If a trader is buying to open, they are creating a new options position using either call options or put options. Just like when an investor goes long on a stock and hopes that it increases in value, they hope that the value of the option increases in value over time. In contrast, buying to close represents the selling of an options contract to close out someone’s short position that already existed.

There are two important concepts to note here. Although they both use the term “buy,” one is opening a position and the second is closing a position. Also note that they are both going long and going short on the option, not the underlying stock or asset that the options contract is linked to. Depending on whether the option was a call or a put option, the time frame, the state, and the trajectory of the market will determine if the option can increase or decrease in value over time.

Options 101

Options are contracts between two parties that give the buyer of the option the right, but not the obligation, to buy a stock or underlying asset for a certain price. The buyer has the right to either buy or sell the underlying asset like a stock but is under no obligation to do so. The buyer of the option will be charged what is called an “option premium” for the right to buy or sell the stock for a certain price. Here are some terms you should probably know in the trading of options.

Strike price

This is the agreed-upon price that is represented in the options contract. In the context of call options, it’s the price that you have the right to still buy a stock at, regardless if it goes up. In the context of put options, it’s the price that you have the right to sell a stock at, regardless of if the price has gone down.

Time frame

Every options contract has an agreed-upon time frame. In the context of call options, it’s the time frame when you are still allowed to buy the stock at the agreed-upon strike price. If it’s a put option, it’s the time frame in which you are allowed to sell the underlying asset at the agreed-upon strike price.

Options can also suffer something called “time decay,” which hurts an option’s value. Time decay measures the rate of decline of an options contract strictly due to the passage of time. The more time passes, the less time you have to exercise the option, having a negative effect on the option’s value. Time decay will continue to accelerate the closer an options contract is to its expiration date or maturity date.

Option premium

The option premium is the price that the buyer of the option pays to the option seller to exercise this option.
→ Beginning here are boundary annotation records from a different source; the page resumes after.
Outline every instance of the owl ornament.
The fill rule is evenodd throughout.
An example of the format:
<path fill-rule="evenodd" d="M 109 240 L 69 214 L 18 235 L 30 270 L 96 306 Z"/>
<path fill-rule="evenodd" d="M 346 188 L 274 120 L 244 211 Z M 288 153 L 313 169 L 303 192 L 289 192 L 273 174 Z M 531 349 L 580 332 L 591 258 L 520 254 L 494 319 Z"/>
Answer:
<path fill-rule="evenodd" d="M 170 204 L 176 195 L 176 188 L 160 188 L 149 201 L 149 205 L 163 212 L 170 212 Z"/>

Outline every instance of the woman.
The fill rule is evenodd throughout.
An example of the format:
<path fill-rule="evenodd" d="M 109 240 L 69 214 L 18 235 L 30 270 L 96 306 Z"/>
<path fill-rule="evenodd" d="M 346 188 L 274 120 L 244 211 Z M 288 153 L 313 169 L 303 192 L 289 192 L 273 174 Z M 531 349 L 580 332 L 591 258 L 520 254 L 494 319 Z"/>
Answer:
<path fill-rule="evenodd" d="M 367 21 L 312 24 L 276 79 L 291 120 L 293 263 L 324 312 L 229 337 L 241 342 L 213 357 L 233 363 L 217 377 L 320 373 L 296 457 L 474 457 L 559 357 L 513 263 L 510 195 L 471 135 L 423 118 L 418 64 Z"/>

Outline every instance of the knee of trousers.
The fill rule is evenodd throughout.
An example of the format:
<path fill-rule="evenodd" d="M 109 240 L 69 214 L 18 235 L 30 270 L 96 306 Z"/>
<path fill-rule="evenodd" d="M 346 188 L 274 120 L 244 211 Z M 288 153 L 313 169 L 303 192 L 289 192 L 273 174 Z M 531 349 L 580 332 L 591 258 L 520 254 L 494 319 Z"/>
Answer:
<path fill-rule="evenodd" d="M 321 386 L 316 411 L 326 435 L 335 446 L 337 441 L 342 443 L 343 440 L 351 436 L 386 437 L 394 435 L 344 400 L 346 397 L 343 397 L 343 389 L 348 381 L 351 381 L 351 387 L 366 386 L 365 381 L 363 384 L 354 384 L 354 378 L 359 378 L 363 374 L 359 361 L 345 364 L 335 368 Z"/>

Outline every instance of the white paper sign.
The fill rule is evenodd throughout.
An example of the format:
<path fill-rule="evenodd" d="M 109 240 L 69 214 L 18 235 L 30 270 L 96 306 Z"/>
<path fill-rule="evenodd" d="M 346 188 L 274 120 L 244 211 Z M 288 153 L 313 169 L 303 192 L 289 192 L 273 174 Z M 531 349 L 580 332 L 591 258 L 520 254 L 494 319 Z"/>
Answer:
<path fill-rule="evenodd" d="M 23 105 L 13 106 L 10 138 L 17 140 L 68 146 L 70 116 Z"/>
If you want to have the right to buy or sell a stock at a certain price, you pay the writer of the option an amount of money upfront.

If you prefer this style of investing, you may want to consider opening an account with one of the brokerages below, all of which deal in options.

Call options vs. put options

Call options

A call option is a contract between two parties in which the buyer has the “right” to buy stocks for a certain price for a certain period of time. They have the right to buy the stock for this price but are not obligated to do so. With call options trading, you feel the value of the stock is going to increase over time. For the right to buy the stock, they will pay the requisite option premium. For example, if a stock is listed at $20 per share, but you feel, based on its price direction, that it will increase to $30, you would pay an option premium of $2 to have the right to continue to buy this share for $20 (strike price) during the agreed upon time frame.

Put options

Put options are contracts between two parties in which the buyer has the “right” to sell stocks for a certain price over a period of time. With put options, you feel that the value of the stock is going to decrease over time. For example, if a stock is listed at $20 per share, but you feel it’s going to decline to $10 (strike price) over time, you would pay an option premium of $3 a share. You then have the right to continue to sell this option for $20 a share, even if the price declines significantly to $10.

Buying to open

When you buy to open, you create an entirely new option. You are buying to open a new position on something by creating and/or buying a new options contract. Buying to open means that you are going to take a “long” position on this option, indicating that you feel the value of the option can increase. Remember, it’s the option we are talking about, not the underlying asset that the options contract deals with. No matter if the option is betting on a decline in the value of the stock with a put option or an increase in the value of the stock with a call option, the state of the market and how the option is constructed with its time frame will determine how much the value of the option moves up and down.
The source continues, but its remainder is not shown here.